Since hospital-employed nurse anesthetists often earn more than
$80,000 per year, this new provision may serve to render the "leased
employee" issue moot in many cases.
Repeal of Family Aggregation Rules
Under current law, an employee, spouse and certain family members
must be treated as a single employee (i.e., aggregated) for most
IRC nondiscrimination tests. This can often make the nondiscrimination
tests difficult to meet, even in nonabusive situations. In addition,
a retirement plan can only count $150,000 of compensation for
an employee, spouse and dependent children under age 19.

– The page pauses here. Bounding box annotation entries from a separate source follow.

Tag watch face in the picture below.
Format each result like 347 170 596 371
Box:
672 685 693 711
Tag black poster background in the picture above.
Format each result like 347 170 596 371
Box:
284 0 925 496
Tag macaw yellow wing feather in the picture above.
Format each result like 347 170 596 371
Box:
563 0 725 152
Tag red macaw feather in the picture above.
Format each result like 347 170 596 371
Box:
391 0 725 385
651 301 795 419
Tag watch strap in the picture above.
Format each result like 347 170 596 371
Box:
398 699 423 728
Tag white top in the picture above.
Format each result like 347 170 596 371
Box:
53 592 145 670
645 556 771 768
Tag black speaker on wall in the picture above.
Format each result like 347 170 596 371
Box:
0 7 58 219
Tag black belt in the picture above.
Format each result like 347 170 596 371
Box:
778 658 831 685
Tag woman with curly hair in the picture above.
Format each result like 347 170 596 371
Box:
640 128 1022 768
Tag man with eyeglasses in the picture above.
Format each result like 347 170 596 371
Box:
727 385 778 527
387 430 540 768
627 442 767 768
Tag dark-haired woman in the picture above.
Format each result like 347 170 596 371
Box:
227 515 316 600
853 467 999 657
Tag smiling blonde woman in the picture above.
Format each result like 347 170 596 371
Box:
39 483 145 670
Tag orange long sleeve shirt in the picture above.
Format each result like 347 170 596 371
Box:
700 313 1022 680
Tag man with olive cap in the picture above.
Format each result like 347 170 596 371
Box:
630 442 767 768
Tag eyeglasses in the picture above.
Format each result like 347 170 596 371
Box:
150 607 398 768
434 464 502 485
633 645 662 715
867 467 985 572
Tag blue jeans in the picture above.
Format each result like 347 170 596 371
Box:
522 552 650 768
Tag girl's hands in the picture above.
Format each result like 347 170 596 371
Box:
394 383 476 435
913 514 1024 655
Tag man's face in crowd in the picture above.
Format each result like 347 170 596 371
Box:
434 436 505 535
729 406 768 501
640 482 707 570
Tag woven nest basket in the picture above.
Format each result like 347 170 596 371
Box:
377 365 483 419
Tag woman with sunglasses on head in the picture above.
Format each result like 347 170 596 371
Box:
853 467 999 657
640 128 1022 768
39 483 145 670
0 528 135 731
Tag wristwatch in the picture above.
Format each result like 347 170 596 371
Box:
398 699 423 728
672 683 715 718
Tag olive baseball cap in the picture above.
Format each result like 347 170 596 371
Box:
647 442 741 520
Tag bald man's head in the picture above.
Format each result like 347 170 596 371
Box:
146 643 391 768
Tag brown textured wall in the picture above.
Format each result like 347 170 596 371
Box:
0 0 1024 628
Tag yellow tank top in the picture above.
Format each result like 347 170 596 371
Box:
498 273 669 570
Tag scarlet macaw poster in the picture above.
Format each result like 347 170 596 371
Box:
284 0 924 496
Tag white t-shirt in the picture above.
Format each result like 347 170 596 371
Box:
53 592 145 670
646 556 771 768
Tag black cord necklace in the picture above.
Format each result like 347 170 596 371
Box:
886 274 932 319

The 1996 Tax Act repeals the family aggregation rules. Thus,
some plans may find it easier to pass certain nondiscrimination
tests. Further, the compensation of each family member can now
be counted up to the $150,000 maximum. This change in the law
is effective for years beginning after December 31, 1996.
The 1996 Tax Act has a number of other changes that affect the
tax-qualification requirements for retirement plans, many with
extended effective dates.
David W. Rowan, Esq., is a Partner at Squire,
Sanders & Dempsey, Cleveland, Ohio.
Gregory J. Viviani, Esq., is a Partner
at Squire, Sanders & Dempsey, Cleveland, Ohio.